In Italia il giornalismo (nell’accezione più nobile del termine) non esiste (per libertà di stampa siamo al 58esimo posto dietro il Suriname, con tutto il rispetto per il Suriname.  Se non per pochissimi professionisti indipendenti, obiettivi o che, al massimo, stando da una parte oggettivamente giusta, quando vanno in tv a fare gli opinionisti combattono anche loro il sistema da semplici cittadini (nonostante abbiano più visibilità in quanto personaggi pubblici e in quanto “dipendenti dell’informazione”).
Uno dei tanti esempi è quello che è capitato a Giletti, licenziato da Cairo, dove la maggior parte dei giornalisti, si fa per dire, si sono stracciati le vesti per la chiusura del suo talk show, ma che non hanno mai detto mezza parola su Julian Assange.
Anch’io che non ho mai guardato una sola puntata del programma di Giletti, penso che non sia giusto chiudere una trasmissione senza motivarne le ragioni, così come penso che non sia stato giusto licenziare Stefano Feltri così, su due piedi, benché spesso non mi sia trovato d’accordo con lui.
Insomma non mi sono mai piaciuti i bavagli immotivati e relativi gossip.

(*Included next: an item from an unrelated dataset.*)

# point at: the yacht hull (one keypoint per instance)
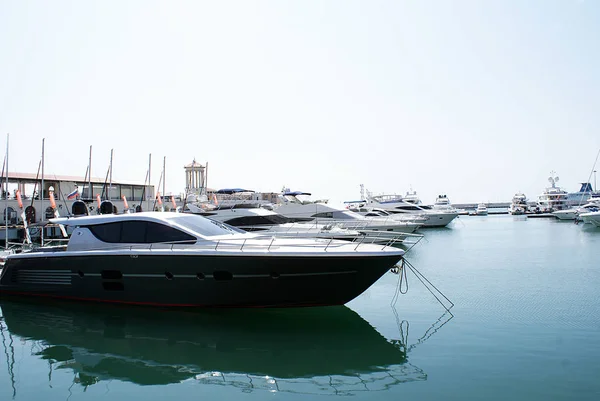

Penso soprattutto anche che non sia giusto perseguitare un giornalista per 13 anni, incarcerarlo senza un processo, fargli rischiare duecento anni di galera, fargli perdere la bellezza della vita togliendogli la speranza di vivere serenamente quest’ultima con sua moglie e i suoi piccolini.
E quindi, diversamente da certe “grandi firme”, lo dico. Perché siamo bravi a batterci per battaglie inutili ai fini di cavalcare la “notiziona”, i gossip politici e perdiamo di vista le battaglie più grandi, ovvero quelle per la libertà di poter raccontare i crimini di guerra perpetrati dagli Usa in Iraq e Afghanistan, non quella per la libertà dei signorotti italiani megafoni di regime, che alla fine della fiera si accaseranno altrove.